Ce n’est plus un doute. C’est une alerte. Et même plus que ça, presque un verdict lorsqu’il ajoute : « je pense que c’est insoluble ».

Andrea Dovizioso : « je pense que le problème de Marc Marquez est insoluble. Austin fut la confirmation définitive ; là où il aurait pu faire la différence, il n’y est pas parvenu »
Difficile de faire plus direct. Ce qu’il suggère, en creux, c’est que le problème de Marquez n’est pas quelque chose que quelques ajustements techniques ou un regain de confiance peuvent régler. C’est structurel. Profond. Et Austin, selon lui, a servi de révélateur brutal :
« Ce fut la confirmation définitive ; là où il aurait pu faire la différence, il n’y est pas parvenu ».
À partir de là, tout s’éclaire autrement. Les difficultés, les erreurs, les moments de flottement… ce ne sont peut-être pas des anomalies, mais les symptômes d’un plafond invisible.
Et pendant que Ducati cherche des réponses, quelqu’un avance. Sans bruit au départ, mais avec une efficacité redoutable : Aprilia.
Dovizioso ne tourne pas autour du pot : « ils ont une réelle opportunité avec leurs deux pilotes ». Il ne parle pas d’un simple bon début de saison. Il parle d’une fenêtre. D’un moment précis où tout peut basculer. « Sans aucun doute, cela ouvre une fenêtre d’opportunité ».
Et cette opportunité, elle a déjà un visage. Celui de Marco Bezzecchi, que Dovizioso décrit avec une précision presque clinique. Pas seulement pour sa vitesse, mais pour quelque chose de plus difficile à mesurer : « on le voit dans ses yeux ».

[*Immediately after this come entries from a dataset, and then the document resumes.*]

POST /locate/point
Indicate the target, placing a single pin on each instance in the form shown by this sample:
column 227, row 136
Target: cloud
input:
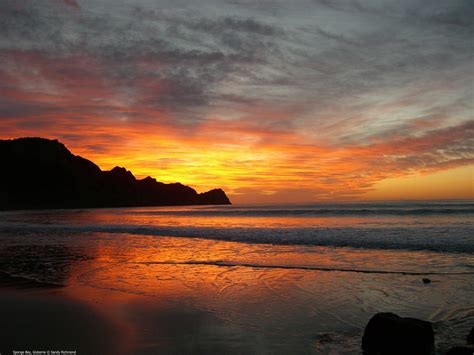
column 335, row 95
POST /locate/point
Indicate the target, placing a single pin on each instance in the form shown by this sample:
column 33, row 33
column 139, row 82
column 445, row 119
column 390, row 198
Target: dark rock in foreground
column 40, row 173
column 460, row 350
column 389, row 334
column 470, row 336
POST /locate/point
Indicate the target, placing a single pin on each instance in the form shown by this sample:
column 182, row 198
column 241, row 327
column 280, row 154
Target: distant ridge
column 38, row 173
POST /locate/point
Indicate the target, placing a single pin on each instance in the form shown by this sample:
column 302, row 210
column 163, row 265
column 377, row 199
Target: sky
column 273, row 101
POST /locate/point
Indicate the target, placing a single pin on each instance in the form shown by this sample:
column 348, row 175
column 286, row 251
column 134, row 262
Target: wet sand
column 125, row 294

Puis il enfonce le clou sur moto.it : « dans les courses longues et difficiles il est irréprochable ». C’est exactement ce qui fait la différence sur une saison. Pas un tour rapide. Pas un coup d’éclat. Mais la capacité à rester solide quand tout devient instable.
À côté, Yamaha avance… mais lentement. Très lentement même. Dovizioso ne critique pas, il contextualise : « quiconque a travaillé sur de nouveaux projets connaît parfaitement les difficultés rencontrées »
Concernant Toprak Razgatlioglu, il pointe un détail qui en dit long : « il ne pilote pas parfaitement la moto car il ne s’est pas encore adapté aux pneus »
Mais il reconnaît aussi une surprise : « il est en compétition avec d’autres pilotes Yamaha très performants. C’est ça la surprise ». Et sur l’avenir, il reste serein : « quand on sait ce qu’on fait, il n’y a pas de problème ».
Du côté de KTM, le regard est plus flou. Dovizioso voit le talent d’Acosta, évidemment, mais il met une limite claire : « il sera souvent aux avant-postes ».
Avant d’ajouter, sans détour : « pour vraiment jouer le championnat, je pense que KTM doit progresser ». Et cette phrase, presque lâchée en passant, résume bien l’incertitude actuelle : « j’ai du mal à comprendre KTM ».
Au fond, ce que dessine Dovizioso, ce n’est pas seulement une analyse technique. C’est une photographie du moment. Un instant précis où les équilibres changent. Marquez doute physiquement. Ducati cherche sa direction. Yamaha reconstruit. KTM hésite encore.
Et pendant ce temps-là, Aprilia ne fait pas de bruit. Elle avance. Elle s’installe. Et surtout, elle croit en ce qu’elle fait.
C’est peut-être ça, le vrai message derrière les mots de Dovizioso. Le championnat n’est pas en train d’évoluer. Il est en train de changer de main.